Bar-b-q is a technique not a sauce-
the sauce has to complement the technique
After many gluttonous months of carnivorous research, this Lil’ Piggy’s has come to the Ferry Landing in Coronado. November 28th, 2008 marked an exciting day for the Spatafore family of Coronado, with the opening of their fourth restaurant concept in the city. Lil’ Piggy’s was a special project that logged many miles through the Southern states including Texas, Oklahoma, Kansas, and of course… Tennessee.
Over the summer of 2008, the Spatafore family not only logged many miles, but added more notches to their belts, through several weeks of traveling and eating. The best food and most memorable stories came out of their first stop on the bar-b-q tour; Memphis, TN. To name a few, the Spatafore family enjoyed “studying” at the Rendezvous, Interstate, and Gates Central Bar-b-q’s. Since the Spatafore’s were only in Memphis for the weekend, two days worth of eating was consumed in one day… they forgot the Bible belt was closed on Sundays. It added up to 8 hours, 8 restaurants, and one day = one big happy family.
Even if you are on a bar-b-q tour, one can’t visit Memphis without eating some famous southern fried chicken, at least says the concierge at the Peabody Hotel. She suggested a little chicken shack that was “So good, it would make you want to slap somebody!” When the laughter died down, the phrase stuck and is now a part of what makes up the identity of Lil’ Piggy’s.
After the tour rounded to an end, there had been numerous other highlights along the way. However, Memphis always seemed to shine brighter in the Spatafore’s memories. While taking bits and pieces from other bar-b-q havens, Lil’ Piggy’s adopted the Memphis style for its main focus.
Many lessons were learned along the tour, but perhaps the most important is that the really good bar-b-q would still be really good without the sauces. Bar-b-q is a method of cooking, not a style. Different pits, woods, spices, and people all put their own twist to each of these things to make their bar-b-q the best.
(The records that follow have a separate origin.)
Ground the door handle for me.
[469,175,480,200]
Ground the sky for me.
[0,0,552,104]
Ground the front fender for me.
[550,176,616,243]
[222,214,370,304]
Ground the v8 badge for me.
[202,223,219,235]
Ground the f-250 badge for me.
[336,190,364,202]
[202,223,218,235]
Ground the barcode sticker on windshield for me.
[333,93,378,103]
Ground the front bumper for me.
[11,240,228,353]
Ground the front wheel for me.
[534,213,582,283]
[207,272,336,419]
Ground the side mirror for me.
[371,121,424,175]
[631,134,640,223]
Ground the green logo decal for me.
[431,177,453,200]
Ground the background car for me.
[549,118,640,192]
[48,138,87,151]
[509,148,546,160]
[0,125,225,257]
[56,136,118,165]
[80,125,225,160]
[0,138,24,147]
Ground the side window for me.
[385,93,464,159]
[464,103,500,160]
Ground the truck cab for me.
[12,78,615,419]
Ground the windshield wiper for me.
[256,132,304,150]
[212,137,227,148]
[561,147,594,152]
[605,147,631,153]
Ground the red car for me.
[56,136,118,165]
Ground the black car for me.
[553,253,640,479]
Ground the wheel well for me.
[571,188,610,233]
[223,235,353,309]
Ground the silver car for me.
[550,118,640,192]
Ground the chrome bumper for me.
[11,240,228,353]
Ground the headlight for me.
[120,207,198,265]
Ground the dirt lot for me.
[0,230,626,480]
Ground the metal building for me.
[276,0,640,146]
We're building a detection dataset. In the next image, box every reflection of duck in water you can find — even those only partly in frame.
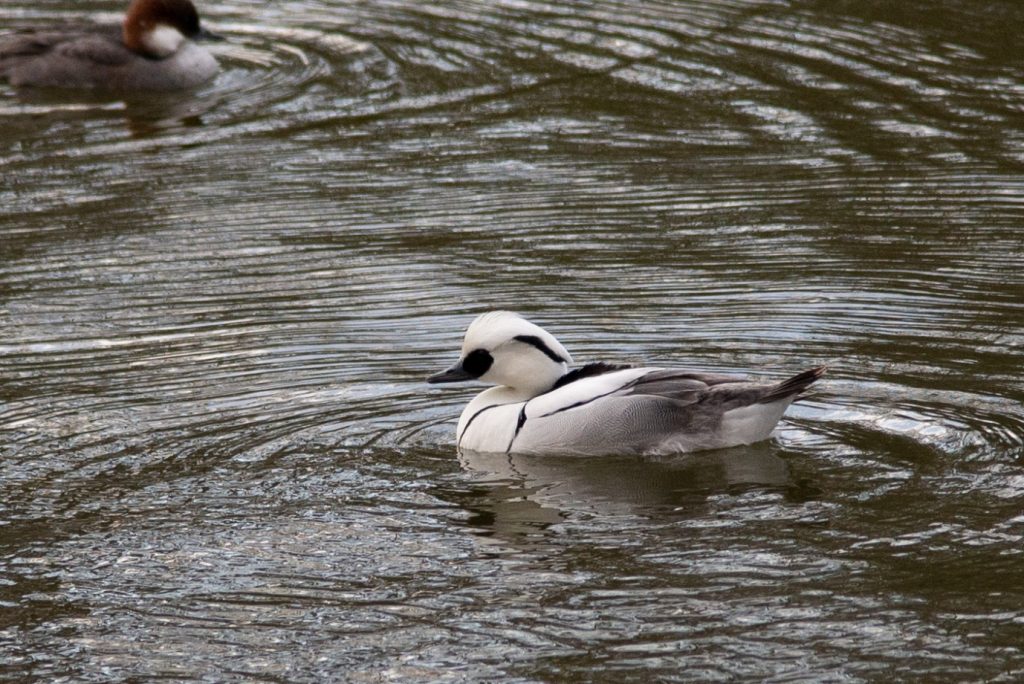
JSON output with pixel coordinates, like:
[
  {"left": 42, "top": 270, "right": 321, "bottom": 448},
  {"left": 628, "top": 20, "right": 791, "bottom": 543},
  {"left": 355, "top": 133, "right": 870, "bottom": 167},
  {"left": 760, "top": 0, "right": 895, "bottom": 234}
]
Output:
[
  {"left": 454, "top": 442, "right": 798, "bottom": 541},
  {"left": 428, "top": 311, "right": 824, "bottom": 455},
  {"left": 0, "top": 0, "right": 218, "bottom": 92}
]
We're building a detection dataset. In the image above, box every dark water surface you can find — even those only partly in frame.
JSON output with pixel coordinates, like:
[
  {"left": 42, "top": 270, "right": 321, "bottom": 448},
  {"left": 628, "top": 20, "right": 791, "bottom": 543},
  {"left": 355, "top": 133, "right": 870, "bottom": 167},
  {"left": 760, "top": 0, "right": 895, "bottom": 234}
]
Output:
[{"left": 0, "top": 0, "right": 1024, "bottom": 682}]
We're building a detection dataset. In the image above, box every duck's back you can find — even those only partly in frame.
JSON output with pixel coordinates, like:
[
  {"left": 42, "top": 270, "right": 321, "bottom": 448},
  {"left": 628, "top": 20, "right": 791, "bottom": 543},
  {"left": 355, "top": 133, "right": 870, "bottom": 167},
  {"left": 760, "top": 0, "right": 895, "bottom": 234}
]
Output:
[{"left": 0, "top": 26, "right": 217, "bottom": 91}]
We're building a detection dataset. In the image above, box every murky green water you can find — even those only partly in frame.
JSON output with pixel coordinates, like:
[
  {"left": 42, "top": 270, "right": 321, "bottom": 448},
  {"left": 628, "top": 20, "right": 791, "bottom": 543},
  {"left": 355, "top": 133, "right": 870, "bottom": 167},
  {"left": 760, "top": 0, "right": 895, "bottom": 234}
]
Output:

There was one standard: no meat should ever be steamed.
But what exactly is Memphis style bar-b-q? The simplest rule is that Memphis, along with the Carolinas, is primarily a pork based meat, where as Texas is mostly beef, and Kansas City is a mixture of both with a lot of sauces. Along with the moist pulled pork and bar-b-q ribs, there are great compliments to the meat such as bar-b-q pork beans, slaw, and tangy sweet sauce.
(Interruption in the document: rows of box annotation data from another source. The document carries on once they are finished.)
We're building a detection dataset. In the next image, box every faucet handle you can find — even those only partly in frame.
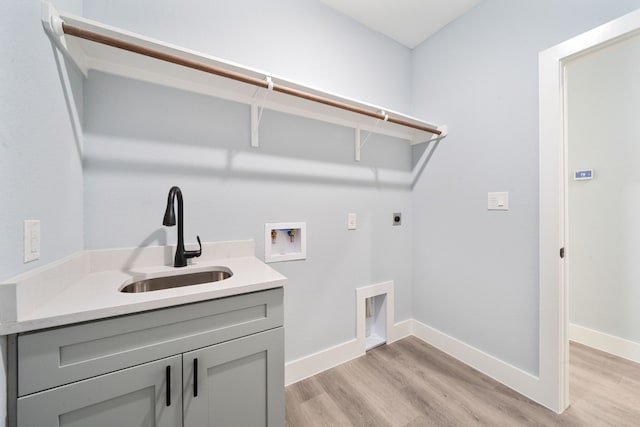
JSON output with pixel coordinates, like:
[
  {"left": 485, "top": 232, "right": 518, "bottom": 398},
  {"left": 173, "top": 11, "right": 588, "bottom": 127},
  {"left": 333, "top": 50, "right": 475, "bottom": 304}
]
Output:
[{"left": 184, "top": 236, "right": 202, "bottom": 258}]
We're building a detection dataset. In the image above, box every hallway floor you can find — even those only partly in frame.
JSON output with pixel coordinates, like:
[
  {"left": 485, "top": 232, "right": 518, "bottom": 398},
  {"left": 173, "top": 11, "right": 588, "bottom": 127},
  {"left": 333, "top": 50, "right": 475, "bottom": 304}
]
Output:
[{"left": 286, "top": 337, "right": 640, "bottom": 427}]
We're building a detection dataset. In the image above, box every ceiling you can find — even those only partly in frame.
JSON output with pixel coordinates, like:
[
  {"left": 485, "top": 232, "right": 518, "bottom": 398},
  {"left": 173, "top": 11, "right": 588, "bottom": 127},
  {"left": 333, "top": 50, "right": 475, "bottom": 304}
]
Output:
[{"left": 320, "top": 0, "right": 481, "bottom": 49}]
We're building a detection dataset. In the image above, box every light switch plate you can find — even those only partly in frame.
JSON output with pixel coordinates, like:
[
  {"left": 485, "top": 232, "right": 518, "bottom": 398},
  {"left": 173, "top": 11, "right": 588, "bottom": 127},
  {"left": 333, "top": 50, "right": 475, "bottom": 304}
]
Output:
[
  {"left": 347, "top": 213, "right": 358, "bottom": 230},
  {"left": 487, "top": 191, "right": 509, "bottom": 211},
  {"left": 24, "top": 219, "right": 40, "bottom": 263}
]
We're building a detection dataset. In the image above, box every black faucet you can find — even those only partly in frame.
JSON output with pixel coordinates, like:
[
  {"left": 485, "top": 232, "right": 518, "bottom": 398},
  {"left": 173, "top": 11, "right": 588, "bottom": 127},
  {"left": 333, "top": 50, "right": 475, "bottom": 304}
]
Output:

“Low and slow” means the meats are smoked for hours on low temperatures for extended periods of time. Pure hickory wood is used to flavor and cook the meats. The redness in the meat is a sign of flavor penetration called the “smoke ring.”
Lil’ Piggy’s offers two styles of baby backs: wet and dry. The dry version is “dry” rubbed, then smoked low and slow, with sauce served on the side. Wet ribs are smoked the same as dry, but towards the end of the smoking process, sauce is applied, making the meat “wet”. Pulled pork is made from whole bone-in shoulders and smoked for 12 hours. Beans are made fresh daily and are smoked, along with a heaping amount of pulled pork inside them, giving them a great smokey sweet flavor you can’t find in Southern California.
Another favorite item the family brought back from Memphis is called “Bar-b-q Nachos.” Fresh tortilla chips are topped with Texas style Rotel queso dip, jalapenos, tomatoes, onions, pulled pork or chicken, and bar-b-q sauce. The heat and sweet really taste great! At Lil’ Piggy’s they call ‘em “Memphis Nachos” in honor of where the family first experienced the taste.
Be sure to stop by and also try out some other favorites including smoked chicken wings, an adaptation of a wing from outside Kansas City. These wings are never fried! Instead they are slow smoked with a dry rub and lightly sauced before serving. Or, corn fritters… a mix of the traditional southern hush puppy and corn bread. Served with fresh whipped honey butter.